The first thing I noticed on the way out to the pipeline is that one of our patches of Mountain Laurel is in full bloom. The tallest is about 12 - 15 feet high - it towered over my head as I walked the path my husband made years ago that winds directly beneath it. Bees buzzed around the delicate blooms that glowed in the gray morning.
As I walked downhill on the pipeline I heard the musical song of my all-time favorite bird, the Wood Thrush. They're back!!! (from southern Mexico/Central America/Panama) and singing their hearts out in our woods. They truly have the most beautiful song of all song birds. I heard three, I think, as I progressed downhill to Meetinghouse Creek, and then up again toward the far fence (3/4 mile). "Watery" is how I always describe the Wood Thrush song. Other descriptions I've read.... "ethereal (oh yes!)," and "flute-like (definitely!)." Also heard this morning on the pipeline near the house was the call of a Bob White! When we first built here we heard them every year, but in the last 8 - 10 years they have been scarce. What a thrill to hear these two birds within an hour of each other.
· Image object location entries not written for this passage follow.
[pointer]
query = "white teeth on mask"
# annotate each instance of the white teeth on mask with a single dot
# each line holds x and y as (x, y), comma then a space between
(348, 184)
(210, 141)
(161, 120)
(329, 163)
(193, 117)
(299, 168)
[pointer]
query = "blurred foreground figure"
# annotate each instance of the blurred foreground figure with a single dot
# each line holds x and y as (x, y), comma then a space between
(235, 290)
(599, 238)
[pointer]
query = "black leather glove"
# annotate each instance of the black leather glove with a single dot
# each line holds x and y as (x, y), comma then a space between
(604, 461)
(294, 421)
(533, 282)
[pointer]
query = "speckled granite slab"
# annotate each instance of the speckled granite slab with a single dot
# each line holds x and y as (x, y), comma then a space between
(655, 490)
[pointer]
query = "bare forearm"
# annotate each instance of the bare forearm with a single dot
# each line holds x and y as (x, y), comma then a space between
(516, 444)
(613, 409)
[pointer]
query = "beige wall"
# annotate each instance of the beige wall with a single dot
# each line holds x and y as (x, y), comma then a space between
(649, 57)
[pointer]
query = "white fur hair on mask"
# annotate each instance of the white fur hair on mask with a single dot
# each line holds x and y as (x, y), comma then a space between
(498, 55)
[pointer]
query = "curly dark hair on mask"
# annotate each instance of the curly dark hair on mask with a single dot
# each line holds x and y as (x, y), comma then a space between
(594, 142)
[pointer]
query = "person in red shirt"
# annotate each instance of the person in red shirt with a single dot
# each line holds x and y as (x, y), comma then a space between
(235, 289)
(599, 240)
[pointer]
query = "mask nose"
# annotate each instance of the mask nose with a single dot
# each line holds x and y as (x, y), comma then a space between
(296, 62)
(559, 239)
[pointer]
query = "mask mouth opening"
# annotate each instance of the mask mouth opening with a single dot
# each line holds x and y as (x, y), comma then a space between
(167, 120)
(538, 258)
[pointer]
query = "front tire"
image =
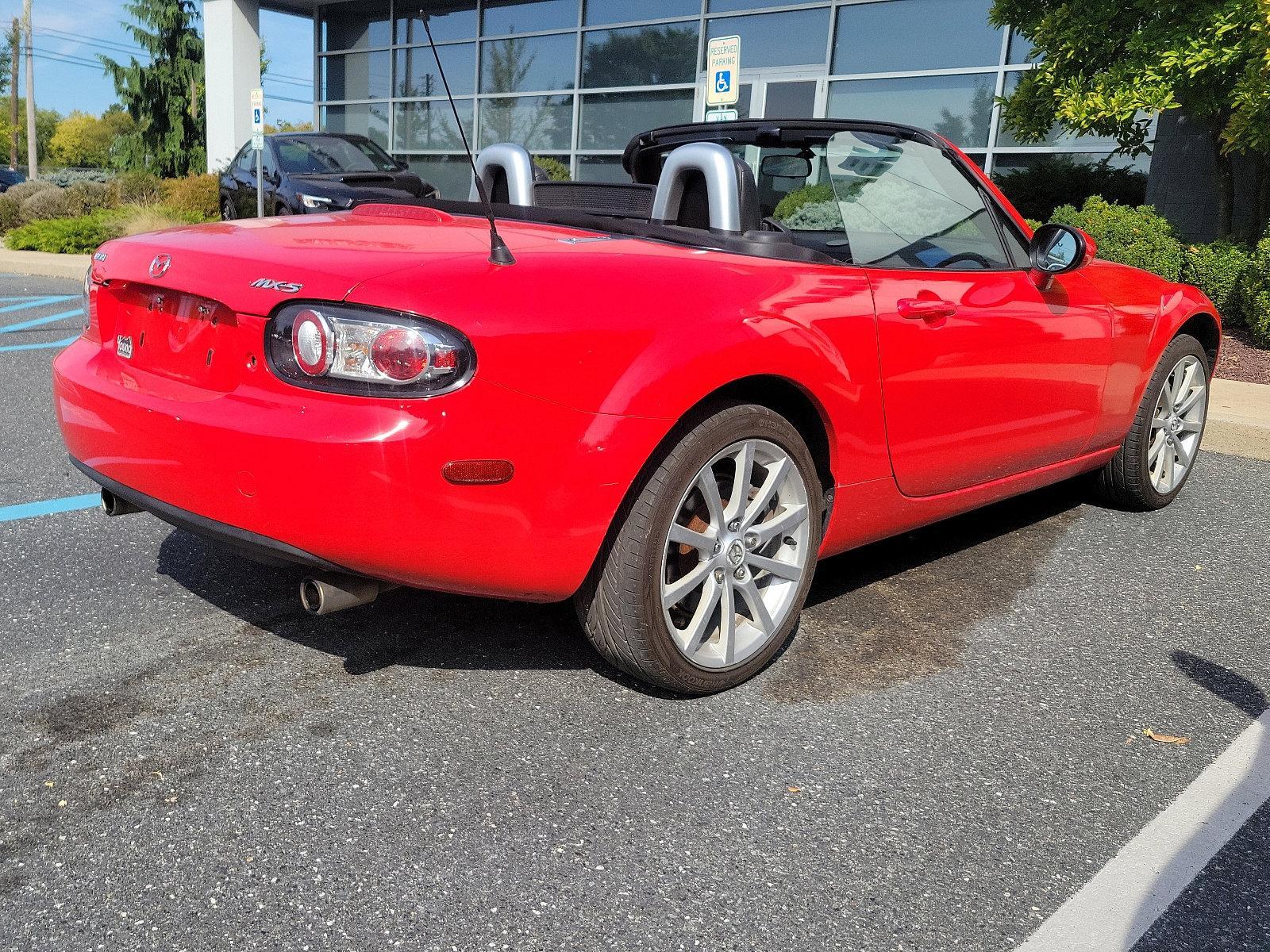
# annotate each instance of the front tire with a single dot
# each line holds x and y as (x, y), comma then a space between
(1159, 455)
(706, 573)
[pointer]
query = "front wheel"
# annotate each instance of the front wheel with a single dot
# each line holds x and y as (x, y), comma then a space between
(1159, 455)
(709, 568)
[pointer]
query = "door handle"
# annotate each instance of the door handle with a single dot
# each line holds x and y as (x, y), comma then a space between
(925, 309)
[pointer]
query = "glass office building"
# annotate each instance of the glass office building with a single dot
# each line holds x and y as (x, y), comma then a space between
(575, 79)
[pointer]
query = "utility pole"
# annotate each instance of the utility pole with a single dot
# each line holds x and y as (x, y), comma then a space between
(14, 56)
(32, 152)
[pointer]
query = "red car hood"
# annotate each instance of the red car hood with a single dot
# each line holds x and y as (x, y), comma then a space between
(325, 257)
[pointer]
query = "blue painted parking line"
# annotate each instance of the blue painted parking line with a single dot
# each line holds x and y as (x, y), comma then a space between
(40, 321)
(29, 511)
(31, 305)
(40, 347)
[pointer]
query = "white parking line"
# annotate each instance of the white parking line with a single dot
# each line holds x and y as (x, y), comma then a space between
(1115, 908)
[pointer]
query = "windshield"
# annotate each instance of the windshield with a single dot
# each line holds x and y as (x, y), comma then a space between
(324, 155)
(879, 200)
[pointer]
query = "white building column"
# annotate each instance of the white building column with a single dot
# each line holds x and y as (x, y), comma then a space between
(232, 44)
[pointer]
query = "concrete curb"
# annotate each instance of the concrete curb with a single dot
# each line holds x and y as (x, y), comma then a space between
(44, 266)
(1238, 419)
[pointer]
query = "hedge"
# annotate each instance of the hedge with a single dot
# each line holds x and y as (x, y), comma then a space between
(1255, 294)
(1136, 236)
(71, 236)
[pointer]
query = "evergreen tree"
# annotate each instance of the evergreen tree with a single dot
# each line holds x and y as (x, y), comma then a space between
(164, 98)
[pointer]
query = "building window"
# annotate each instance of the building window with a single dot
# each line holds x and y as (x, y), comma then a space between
(529, 63)
(578, 78)
(539, 124)
(527, 16)
(899, 35)
(641, 56)
(791, 38)
(956, 107)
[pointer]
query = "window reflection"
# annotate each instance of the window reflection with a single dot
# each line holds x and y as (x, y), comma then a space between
(529, 63)
(448, 19)
(902, 35)
(791, 38)
(370, 120)
(600, 12)
(610, 120)
(535, 122)
(529, 16)
(356, 25)
(431, 126)
(641, 56)
(417, 70)
(956, 107)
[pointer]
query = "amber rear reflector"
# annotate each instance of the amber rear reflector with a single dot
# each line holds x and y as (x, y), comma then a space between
(478, 473)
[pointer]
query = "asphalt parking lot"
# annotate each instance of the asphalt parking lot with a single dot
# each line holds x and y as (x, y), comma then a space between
(949, 750)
As I approached the steep drop-off before Meetinghouse Creek I paused to consider my path and happened to notice, right along the edge of the woods, a flash of color... not bright color, but a rich dark red. Instead of heading down I picked my way across the washed out hillside to see what it could be. It was Sweetshrub! This is a common wildflower in the Piedmont, but until today not found on my treks through Middlewood or the adjoining pipeline or far woods. This discovery definitely added to my morning joy. Just below this spot is where the Green and Gold is blooming, and where the White Rattlesnake-root is sending out its large, fancy-cut leaves. Also on this damp stream-bank are numerous ferns, Joe Pye Weed, and other goodies. Out in the sun blooms thousands of Lyre-Leaved Sages, Spotted Cat's Ears, Cinquefoils, Low-bush Blueberries, Dewberries, and as of yesterday, Lance-leaved Coreopsis. The Gray Beard-tongue has swollen pink buds ready to pop.
So you might wonder about my journal drawing of grass. Grass? with all those flowers and birds out there? For the record I decided I need to try to learn about our native grasses. I sat on my bench with a field guide and identified three of these before I drew them. Anyone out there know the other two? When I looked closely at two of them I saw the spiders. Luckily I've gotten over my hatred of spiders and was able to appreciate and draw them. Just hope I don't dream about them tonight!